According to Rick Wetzel, the company's next big target is hitting $1 billion in sales, which would make Blaze Pizza the fifth-largest pizza chain in the US. As the chain expands, the co-founders want Blaze to compete head-to-head with delivery-centric, fast-food-style competitors like Domino's and Pizza Hut.

"Make no bones about it, we will be in delivery one day," said Rick. "It's a natural extension... [Blaze Pizza] is much better [than competitors]. What we do is what people want."

In addition to industry-topping domestic growth, Blaze Pizza also seems to be on the cusp of an international expansion push. While Rick Wetzel told Business Insider he could not yet share any international expansion plans, he said that next January he hoped to be discussing the chain's successful year of international growth.

"We knew there was a gaping hole in this category," said Rick.

Rick said he knew that other competitors like Mod Pizza and Chipotle-owned Pizzeria Locale would be quick to emerge.

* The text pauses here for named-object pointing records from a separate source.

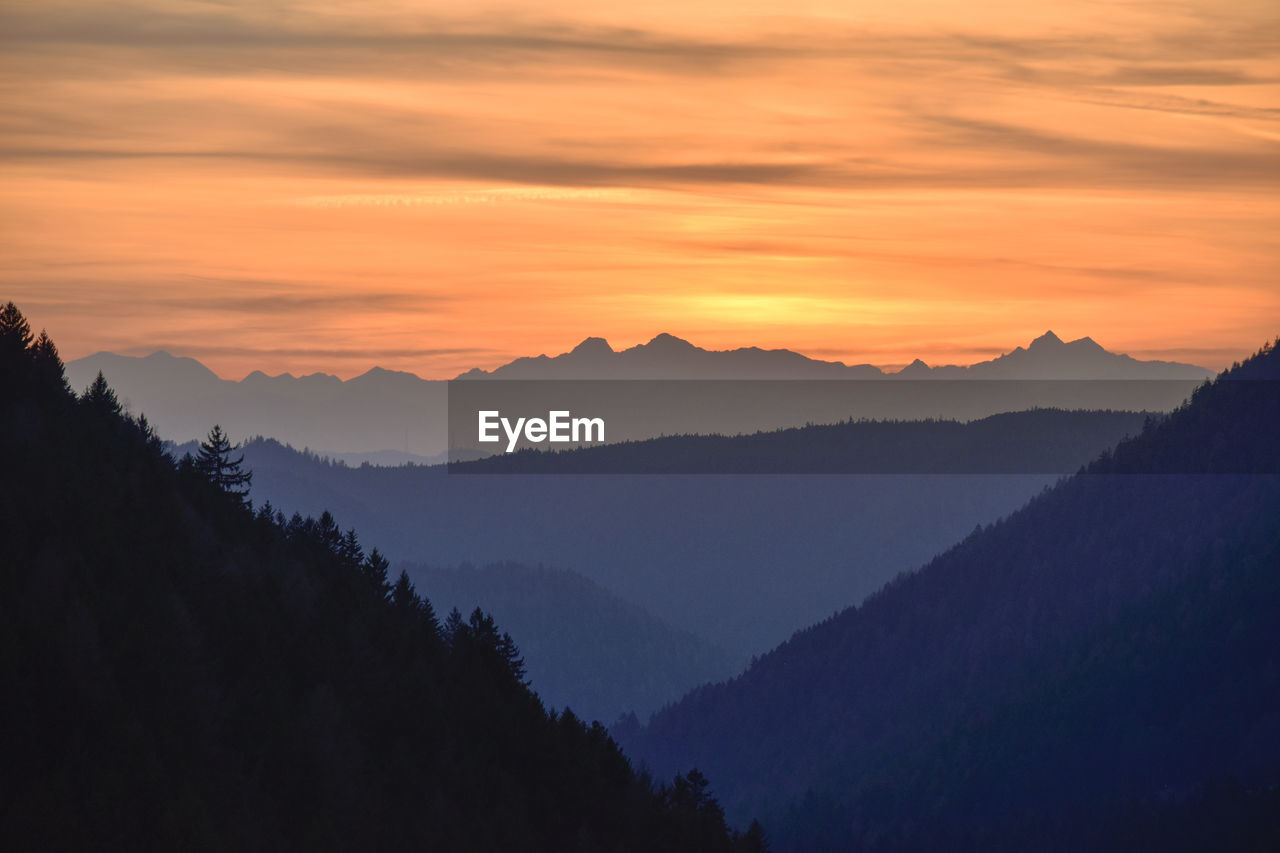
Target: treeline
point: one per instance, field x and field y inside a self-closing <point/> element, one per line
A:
<point x="182" y="671"/>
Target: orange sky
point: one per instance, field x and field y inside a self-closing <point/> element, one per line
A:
<point x="437" y="186"/>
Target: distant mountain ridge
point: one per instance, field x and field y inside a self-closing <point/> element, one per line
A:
<point x="670" y="357"/>
<point x="391" y="416"/>
<point x="1106" y="652"/>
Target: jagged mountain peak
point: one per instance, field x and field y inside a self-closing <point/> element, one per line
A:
<point x="593" y="347"/>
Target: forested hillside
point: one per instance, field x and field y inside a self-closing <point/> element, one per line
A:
<point x="584" y="647"/>
<point x="739" y="560"/>
<point x="182" y="671"/>
<point x="1098" y="670"/>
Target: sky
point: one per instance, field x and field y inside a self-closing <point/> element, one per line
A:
<point x="435" y="186"/>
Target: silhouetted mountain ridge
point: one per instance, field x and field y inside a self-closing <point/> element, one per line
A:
<point x="987" y="701"/>
<point x="183" y="673"/>
<point x="389" y="410"/>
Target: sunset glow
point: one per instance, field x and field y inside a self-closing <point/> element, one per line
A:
<point x="438" y="186"/>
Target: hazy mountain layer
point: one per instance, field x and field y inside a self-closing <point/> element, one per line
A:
<point x="181" y="673"/>
<point x="383" y="411"/>
<point x="1061" y="679"/>
<point x="741" y="560"/>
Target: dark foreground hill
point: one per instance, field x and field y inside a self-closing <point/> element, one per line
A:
<point x="181" y="673"/>
<point x="585" y="648"/>
<point x="1098" y="670"/>
<point x="743" y="560"/>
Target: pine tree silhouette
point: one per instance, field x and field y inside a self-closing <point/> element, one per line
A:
<point x="215" y="463"/>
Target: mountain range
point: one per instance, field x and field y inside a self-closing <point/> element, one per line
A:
<point x="743" y="560"/>
<point x="670" y="357"/>
<point x="1095" y="671"/>
<point x="384" y="416"/>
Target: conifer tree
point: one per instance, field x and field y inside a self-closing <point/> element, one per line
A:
<point x="100" y="397"/>
<point x="375" y="568"/>
<point x="215" y="463"/>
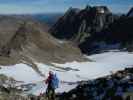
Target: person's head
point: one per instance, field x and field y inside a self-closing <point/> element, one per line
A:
<point x="51" y="73"/>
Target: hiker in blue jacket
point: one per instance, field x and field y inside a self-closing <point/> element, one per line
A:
<point x="53" y="83"/>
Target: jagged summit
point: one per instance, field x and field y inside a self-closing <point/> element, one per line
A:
<point x="96" y="18"/>
<point x="28" y="39"/>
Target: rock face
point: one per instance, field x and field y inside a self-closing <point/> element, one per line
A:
<point x="112" y="87"/>
<point x="27" y="39"/>
<point x="92" y="27"/>
<point x="75" y="22"/>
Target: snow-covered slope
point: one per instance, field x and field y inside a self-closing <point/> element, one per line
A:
<point x="72" y="72"/>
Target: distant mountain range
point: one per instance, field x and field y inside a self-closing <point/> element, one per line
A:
<point x="48" y="18"/>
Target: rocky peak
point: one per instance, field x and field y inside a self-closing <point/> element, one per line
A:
<point x="89" y="20"/>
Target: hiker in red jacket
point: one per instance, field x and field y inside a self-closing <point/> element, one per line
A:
<point x="50" y="92"/>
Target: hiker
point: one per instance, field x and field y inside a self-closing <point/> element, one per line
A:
<point x="53" y="83"/>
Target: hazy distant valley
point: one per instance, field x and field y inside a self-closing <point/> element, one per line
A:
<point x="85" y="47"/>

The threat of competition lit a fire under Blaze Pizza's drive to expand, resulting in a business plan created for a 1,000-plus location chain and national distribution plans set in place before the first restaurant even opened.

As the chain has expanded over the the last five years, Blaze's business model has remained essentially the same.

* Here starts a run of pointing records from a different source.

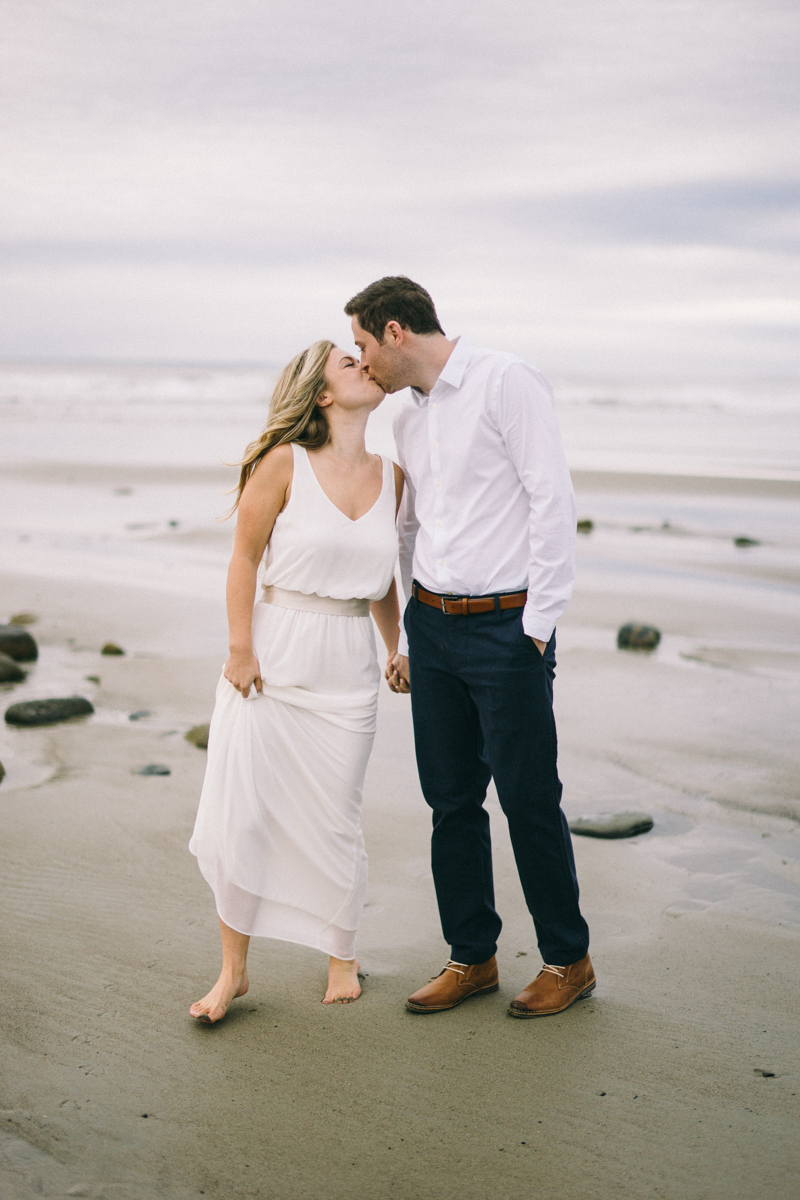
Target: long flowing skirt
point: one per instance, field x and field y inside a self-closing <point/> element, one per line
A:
<point x="278" y="827"/>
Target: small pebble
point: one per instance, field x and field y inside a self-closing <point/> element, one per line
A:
<point x="48" y="712"/>
<point x="23" y="618"/>
<point x="18" y="643"/>
<point x="10" y="672"/>
<point x="612" y="825"/>
<point x="637" y="637"/>
<point x="198" y="736"/>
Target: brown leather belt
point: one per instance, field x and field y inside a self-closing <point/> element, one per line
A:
<point x="462" y="606"/>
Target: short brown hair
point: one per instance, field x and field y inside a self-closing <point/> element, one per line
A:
<point x="394" y="298"/>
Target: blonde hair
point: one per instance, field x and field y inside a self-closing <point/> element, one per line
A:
<point x="294" y="415"/>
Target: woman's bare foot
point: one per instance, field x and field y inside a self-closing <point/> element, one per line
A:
<point x="343" y="984"/>
<point x="215" y="1006"/>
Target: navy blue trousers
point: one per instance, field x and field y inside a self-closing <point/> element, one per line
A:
<point x="482" y="705"/>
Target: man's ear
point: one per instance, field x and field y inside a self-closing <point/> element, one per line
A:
<point x="394" y="333"/>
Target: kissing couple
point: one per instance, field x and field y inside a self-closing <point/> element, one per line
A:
<point x="481" y="510"/>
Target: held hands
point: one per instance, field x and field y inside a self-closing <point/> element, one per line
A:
<point x="397" y="673"/>
<point x="242" y="671"/>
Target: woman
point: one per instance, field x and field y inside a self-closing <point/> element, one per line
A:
<point x="278" y="833"/>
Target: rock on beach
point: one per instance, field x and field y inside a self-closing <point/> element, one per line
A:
<point x="18" y="643"/>
<point x="48" y="712"/>
<point x="8" y="670"/>
<point x="637" y="637"/>
<point x="23" y="618"/>
<point x="198" y="736"/>
<point x="612" y="825"/>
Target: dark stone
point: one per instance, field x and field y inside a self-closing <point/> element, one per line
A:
<point x="198" y="736"/>
<point x="48" y="712"/>
<point x="23" y="618"/>
<point x="8" y="670"/>
<point x="18" y="643"/>
<point x="637" y="637"/>
<point x="612" y="825"/>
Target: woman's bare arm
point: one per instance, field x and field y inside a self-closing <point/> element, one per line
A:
<point x="386" y="616"/>
<point x="265" y="495"/>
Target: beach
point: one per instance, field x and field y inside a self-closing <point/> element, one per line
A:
<point x="678" y="1078"/>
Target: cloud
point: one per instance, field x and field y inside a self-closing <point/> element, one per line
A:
<point x="600" y="186"/>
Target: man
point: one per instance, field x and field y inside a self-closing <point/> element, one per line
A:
<point x="487" y="537"/>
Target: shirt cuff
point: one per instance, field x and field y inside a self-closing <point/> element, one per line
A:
<point x="536" y="625"/>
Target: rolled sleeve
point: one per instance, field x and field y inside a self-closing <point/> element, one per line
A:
<point x="525" y="419"/>
<point x="407" y="531"/>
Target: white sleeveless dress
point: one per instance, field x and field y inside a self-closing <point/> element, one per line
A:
<point x="278" y="827"/>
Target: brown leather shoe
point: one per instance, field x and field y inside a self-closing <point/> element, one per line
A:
<point x="554" y="989"/>
<point x="456" y="983"/>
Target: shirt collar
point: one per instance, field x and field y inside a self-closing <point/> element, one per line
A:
<point x="452" y="373"/>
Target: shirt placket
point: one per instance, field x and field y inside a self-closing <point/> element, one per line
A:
<point x="439" y="528"/>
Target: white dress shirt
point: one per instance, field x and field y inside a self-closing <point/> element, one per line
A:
<point x="488" y="502"/>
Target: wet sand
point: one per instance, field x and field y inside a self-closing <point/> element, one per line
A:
<point x="650" y="1089"/>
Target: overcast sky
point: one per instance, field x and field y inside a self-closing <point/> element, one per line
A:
<point x="608" y="187"/>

The chain's bread-and-butter is still personal pizzas, made-to-order in front of customers in open-flame ovens. Blaze Pizza's most famous investor is still LeBron James, who has been with the chain since the beginning and ditched a McDonald's endorsement deal in October 2015 to play a bigger role in the chain's marketing.

The biggest change is the scale at which Blaze Pizza operates.

"It's starting to feel like a grown-up company, leaving that startup phase," Rick said.